We found that the BPSF has a greater impact on the cranial adjacent level compared with the UPSF by measuring the disk height and the segmental lordosis on upright lateral digital X-rays [7]. At the present study, in the cranial adjacent level L3–4, the ROM of UPSF group was significantly lower than the BPSF group in the activities of left–right twisting and bending. However, there was no significant difference between the two groups in the flexion–extension, neither all three plane activities in the caudal adjacent level L5–S1. The stiffness of the BPSF in fusion segment is larger than the UPSF which may affect the mechanical loading of adjacent segments [9, 25]. This result implied that the UPSF could be more efficient to protect the contralateral facet joint during surgery and decrease the stresses at the cranial adjacent intervertebral facets and disc [26, 27]. This is one of the advantages of the UPSF that can reduce the effect of rigid spinal internal fixation on the adjacent vertebrae and the incidence of adjacent segment degeneration ultimately.
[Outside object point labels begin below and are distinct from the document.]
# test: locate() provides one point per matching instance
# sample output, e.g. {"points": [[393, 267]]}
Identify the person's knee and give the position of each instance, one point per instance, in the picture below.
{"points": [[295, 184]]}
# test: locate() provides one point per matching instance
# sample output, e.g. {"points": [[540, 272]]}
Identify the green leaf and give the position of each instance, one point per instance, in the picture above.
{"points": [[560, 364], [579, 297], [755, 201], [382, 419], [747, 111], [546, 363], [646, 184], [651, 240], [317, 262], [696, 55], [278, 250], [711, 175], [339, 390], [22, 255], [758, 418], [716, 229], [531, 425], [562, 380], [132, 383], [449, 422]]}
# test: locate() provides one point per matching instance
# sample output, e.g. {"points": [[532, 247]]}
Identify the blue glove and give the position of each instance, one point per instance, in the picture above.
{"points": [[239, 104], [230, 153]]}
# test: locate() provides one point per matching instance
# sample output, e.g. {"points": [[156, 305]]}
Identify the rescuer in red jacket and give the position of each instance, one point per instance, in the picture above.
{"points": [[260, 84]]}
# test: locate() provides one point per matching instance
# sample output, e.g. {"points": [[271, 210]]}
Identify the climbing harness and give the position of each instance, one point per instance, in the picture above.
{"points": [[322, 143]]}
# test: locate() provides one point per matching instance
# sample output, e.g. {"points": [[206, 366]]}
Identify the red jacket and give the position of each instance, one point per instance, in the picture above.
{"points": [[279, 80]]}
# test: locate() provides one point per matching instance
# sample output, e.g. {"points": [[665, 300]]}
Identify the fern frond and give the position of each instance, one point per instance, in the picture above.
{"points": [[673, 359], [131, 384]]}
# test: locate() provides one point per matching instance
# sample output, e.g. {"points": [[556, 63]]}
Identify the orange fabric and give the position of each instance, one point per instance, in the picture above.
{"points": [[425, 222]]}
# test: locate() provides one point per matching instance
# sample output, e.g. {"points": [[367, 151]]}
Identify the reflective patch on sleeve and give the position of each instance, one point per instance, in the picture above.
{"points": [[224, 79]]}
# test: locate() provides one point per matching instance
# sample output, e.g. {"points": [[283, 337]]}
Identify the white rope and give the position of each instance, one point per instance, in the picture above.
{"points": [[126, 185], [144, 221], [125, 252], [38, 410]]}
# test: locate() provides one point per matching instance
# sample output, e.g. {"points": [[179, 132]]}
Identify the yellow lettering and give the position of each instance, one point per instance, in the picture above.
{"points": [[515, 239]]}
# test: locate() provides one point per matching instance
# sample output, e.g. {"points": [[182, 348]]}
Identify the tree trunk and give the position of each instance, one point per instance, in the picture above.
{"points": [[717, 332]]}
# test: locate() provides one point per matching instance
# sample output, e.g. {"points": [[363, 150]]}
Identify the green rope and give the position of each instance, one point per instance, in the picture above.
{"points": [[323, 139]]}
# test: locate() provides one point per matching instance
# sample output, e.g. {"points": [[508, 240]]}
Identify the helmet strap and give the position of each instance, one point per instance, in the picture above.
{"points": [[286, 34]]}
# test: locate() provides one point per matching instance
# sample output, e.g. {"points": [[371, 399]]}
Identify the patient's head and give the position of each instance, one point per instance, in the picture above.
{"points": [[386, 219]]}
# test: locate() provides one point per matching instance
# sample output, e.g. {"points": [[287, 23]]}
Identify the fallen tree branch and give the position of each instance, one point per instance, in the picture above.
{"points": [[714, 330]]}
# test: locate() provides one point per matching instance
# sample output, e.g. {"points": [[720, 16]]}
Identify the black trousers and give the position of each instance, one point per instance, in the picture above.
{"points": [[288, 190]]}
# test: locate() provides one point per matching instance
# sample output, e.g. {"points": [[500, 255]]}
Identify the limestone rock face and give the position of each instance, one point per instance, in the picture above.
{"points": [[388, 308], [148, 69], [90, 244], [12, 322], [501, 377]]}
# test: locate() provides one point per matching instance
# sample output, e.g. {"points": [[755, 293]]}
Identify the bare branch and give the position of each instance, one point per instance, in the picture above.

There are some limitations in the current study that should be noted. First, we only analyzed the low lumbar spines of L3–S1 after the surgery of L4–5 using UPSF or BPSF combined with TLIF. Future research should focus on the T12–S1 to observe the dynamic motion characteristics of whole lumbar spine. Second, we measured the lower lumbar motion in the short term after internal fixation in order to evaluate the stability of UPSF combined with TLIF compared with the BPSF techniques. Future studies should investigate the long-term effects of the UPSF and BPSF on adjacent segments. Third, the sample size was relatively small, although we detected the differences in ROMs cranial adjacent level (L3–4) and surgical segment (L4–5) in left–right twisting and bending. Finally, we had 6 left and 7 right UPSF patients. However, our post hoc analysis showed similar kinematics between the toe sub-groups.

Conclusion

In summary, we applied the DFIS with 2D-3D matching technique to study the in vivo dynamic motion characteristics of low lumbar spine after UPSF and BPSF combined with TLIF for L4–5 lumbar DDD. The ROM in left–right twisting of UPSF group was significantly larger compared with BPSF group at the index level in the short term. The UPSF has less impact on the cranial adjacent level (L3–4) in left–right twisting and bending activities compared to the BPSF. The data implied that the UPSE and BPSF combined with TLIF would result in different biomechanics in the index and cranial adjacent segment biomechanics. Long-term follow-up studies are necessary to compare the clinical outcomes of the two surgeries.